Cervantès quitta notre Abbaye sans pouvoir se rendre à Londres. Il devait regagner l’Espagne et y achever cet autre chantier littéraire auquel je l’avais vu consacrer tant d’heures et que lui réclamait son éditeur à Madrid.

« Après tout, peut-être ne suis-je pas fait pour le théâtre. Le public n’aime que la profusion d’oeuvres faciles de Lope de Vega.

Il en a acquis le monopole de la production…»

Il se consolait en se livrant corps et âme au manuscrit de son roman.

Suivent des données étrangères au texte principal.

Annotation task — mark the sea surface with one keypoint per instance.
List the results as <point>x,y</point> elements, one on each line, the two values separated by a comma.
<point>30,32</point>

Je le vois encore, malgré la faible lueur de la bougie, penché sur le récit déjà volumineux, écrivant dans la fièvre les hallucinations d’un plaisant personnage – « On ne sait pas très bien si son nom était Quichada ou Quesada » – dont l’idée lui était venue en marchant le long de la grève gelée de la mer du Nord, si propice à libérer l’imaginaire.

En regardant la longue silhouette de Cervantès juchée sur une mule trop basse à côté de Frère Ambroise, que le vent léger, en gonflant sa bure, fait ressembler davantage encore à un fût qu’à un austère serviteur de Notre Seigneur, j’ai la vision fugace de ces personnages dont notre hôte me narrait les péripéties.

« Ce livre est une farce » souriait-il en tapotant les feuillets empilés.

« Au contraire de ceci que je vous confie pour William Shakespeare et que je vous remercie encore d’avoir si bien traduit en sa langue. Je doute qu’il soit familier du castillan et qu’il ait pu la déchiffrer sans votre traduction… même si l’action de ma pièce se situe en Angleterre. »

L’homme a disparu à présent, avalé par la grande Dune.

Il ne me reste de sa visite que ce manuscrit de la traduction d’une tragédie que j’irai porter au théâtre du Globe quand la glace aura libéré la mer.

De son côté, Cervantès m’a promis de m’envoyer ce livre auquel il travailla ici dans l’hiver de l’Abbaye.

Je laisse mon esprit rêver tandis que je plonge la plume dans l’embouchure de l’encrier de porcelaine, et que je calligraphie sur la page de garde le titre « El Rey Leares » et le nom de son auteur Miguel de Cervantès Saavédra.

Ce n’est pas sans céder au péché d’orgueil que j’ajoute, en rougissant, mon propre nom et ma qualité de traducteur au bas de la page.

Frère Jean François.

*

Le conservateur de l’Abbaye des sables a collé quatre post-it sur les feuillets dont il achève la lecture.

Post it 1

Contemporain de Cervantès, Lope de Vega produisit plus de deux mille (!!!) pièces de théâtre qui connurent toutes un très grand retentissement auprès du public.

Post it 2

Dans les premiers mois de 1605, Francisco de Robles publia à Madrid la première partie du livre intitulé « El ingenioso hidalgo don Quijote de la Mancha ».

Post it 3

L’Espagne et l’Angleterre signèrent un traité de paix en 1604.

 Post it 4

Cervantès et Shakespeare ne se sont jamais rencontrés. La mort les a emportés le même jour. Le 23 avril 1616, soit onze ans jour pour jour après le départ de Cervantès de l’Abbaye des Sables où il séjourna.